Ce ratage scénique est largement compensé par la magnifique interprétation de cette œuvre trop peujouée. La direction de Christian Thielemann ne démérite pas, comparée à celle de deux de ses illustres prédécesseurs au festival de Salzbourg : Clemens Krauss en 1932 et 1933 et Karl Böhm en 1974 et 1975 (l’interprétation de Georg Solti, en 1992, étant en revanched’une consternante médiocrité). Ce grand musicien domine parfaitement la partition, sa préférée dans le répertoire straussien, qu’il exécute dans son intégralité, ce qui est déjà exceptionnel. Au III, le quatuor Nourrice/Messager/Barak/Femme de Barak habituellement coupé rend plus pathétique encore le renvoi de la Nourrice, tandis que l’impressionnant mélodrame de l’Impératrice devant la fontaine de vie met l’accent sur son humanité, désormais acquise. Thielemann fait revivre dans la fosse l’univers féérique du « dernier opéra romantique allemand » (le mot est de Strauss) expulsé par Loy de la scène. Grâce à une large palette de nuances et à une construction sans faille, il oppose la clarté de l’univers céleste de l’Impératrice, proche selon lui de la musique de Debussy, à l’obscurité du monde humain, caractérisée par un retour à la bitonalité et aux dissonances de Salomé et au déchaînement des forces du mal qui structure la partition d’Elektra. Il galvanise le Wiener Philhamoniker, à son sommet, au point qu’à l’issue du spectacle cet orchestre, réputé pour la rigueur de ses exigences à l’égard des chefs invités, refuse à son invitation de se lever pour saluer et l’applaudit longuement et chaleureusement !
En teinturière, Evelyn Herlitzius, que nous avions admirée en Elektra à Bruxelles en janvier 2011, domine sans conteste la distribution. Son éclatant soprano dramatique sait à la fois surmonter les déchaînements de l’orchestre et se faire doux, voire suave, dans les moments de grand lyrisme. Une ombre au tableau, cependant : la chanteuse ne ménage jamaisses forces et durcit ses aigus à plusieurs reprises lors du dernier acte, au risque de s’abîmer la voix. Par comparaison, l’Impératrice d’Anne Shwanewilms paraît un peu pâle en dépit de l’engagement et d’un timbre cristallin. A sa décharge, elle est particulièrement bridée par une mise en scène qui la contraint à incarner tantôt son personnage tantôt celui de l’interprète qui enregistre le rôle.
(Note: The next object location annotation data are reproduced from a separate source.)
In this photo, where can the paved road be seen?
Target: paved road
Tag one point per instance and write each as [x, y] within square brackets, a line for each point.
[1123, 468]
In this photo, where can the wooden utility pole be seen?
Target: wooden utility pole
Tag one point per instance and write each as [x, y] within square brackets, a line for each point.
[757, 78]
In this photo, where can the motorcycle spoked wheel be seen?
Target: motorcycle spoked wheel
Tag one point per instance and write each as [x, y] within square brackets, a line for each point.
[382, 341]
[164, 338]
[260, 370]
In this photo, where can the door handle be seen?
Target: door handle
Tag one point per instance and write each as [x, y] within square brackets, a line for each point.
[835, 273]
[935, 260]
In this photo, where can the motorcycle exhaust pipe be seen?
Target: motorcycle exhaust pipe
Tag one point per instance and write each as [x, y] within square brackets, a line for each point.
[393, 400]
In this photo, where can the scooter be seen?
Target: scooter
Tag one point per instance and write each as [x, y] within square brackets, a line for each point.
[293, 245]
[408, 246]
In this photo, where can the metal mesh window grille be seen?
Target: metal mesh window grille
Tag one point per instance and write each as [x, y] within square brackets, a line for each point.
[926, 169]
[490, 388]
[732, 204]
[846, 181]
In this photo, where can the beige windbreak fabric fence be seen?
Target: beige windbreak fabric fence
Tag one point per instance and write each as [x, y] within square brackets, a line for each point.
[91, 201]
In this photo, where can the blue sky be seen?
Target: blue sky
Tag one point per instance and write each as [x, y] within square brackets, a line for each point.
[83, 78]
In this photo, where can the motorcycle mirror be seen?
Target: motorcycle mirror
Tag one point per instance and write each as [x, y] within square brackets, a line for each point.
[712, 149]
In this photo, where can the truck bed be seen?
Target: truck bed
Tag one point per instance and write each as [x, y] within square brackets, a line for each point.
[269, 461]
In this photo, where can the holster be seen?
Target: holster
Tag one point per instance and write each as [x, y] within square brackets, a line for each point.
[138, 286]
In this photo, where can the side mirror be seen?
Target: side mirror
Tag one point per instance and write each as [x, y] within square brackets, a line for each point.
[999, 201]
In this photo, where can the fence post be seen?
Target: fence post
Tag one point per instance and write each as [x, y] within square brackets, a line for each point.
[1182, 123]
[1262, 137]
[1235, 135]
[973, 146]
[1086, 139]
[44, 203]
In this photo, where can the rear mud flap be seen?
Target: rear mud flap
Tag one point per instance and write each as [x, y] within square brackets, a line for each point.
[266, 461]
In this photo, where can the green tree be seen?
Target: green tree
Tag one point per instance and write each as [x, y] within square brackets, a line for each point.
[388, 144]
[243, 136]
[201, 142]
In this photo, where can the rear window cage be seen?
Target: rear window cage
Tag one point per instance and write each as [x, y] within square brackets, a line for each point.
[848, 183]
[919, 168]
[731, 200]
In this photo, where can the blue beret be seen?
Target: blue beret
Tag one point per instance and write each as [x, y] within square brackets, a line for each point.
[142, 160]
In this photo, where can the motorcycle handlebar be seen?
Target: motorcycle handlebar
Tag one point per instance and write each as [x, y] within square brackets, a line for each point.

A l‘opposé, le Heldentenor Stephen Gould ne montre aucune faiblesse vocale dans ce rôle très tendu, malgré un défaut d’expressivité et une tendance à la placidité théâtrale (encore un dommage collatéral du travail de Christof Loy ?). Le baryton chaleureux de Wolfgang Koch, convient particulièrement bien à Barak, ce personnage si attachant. Dans le rôle redoutable de la nourrice enfin, Michaela Schuster expose un beau timbre, cuivré et homogène (dans le registre grave, elle utilise principalement la voix mixte). L’interprétation est d’autant plus méritoire que la direction d’acteur l‘enferme dans le registre étroit d’un personnage malfaisant.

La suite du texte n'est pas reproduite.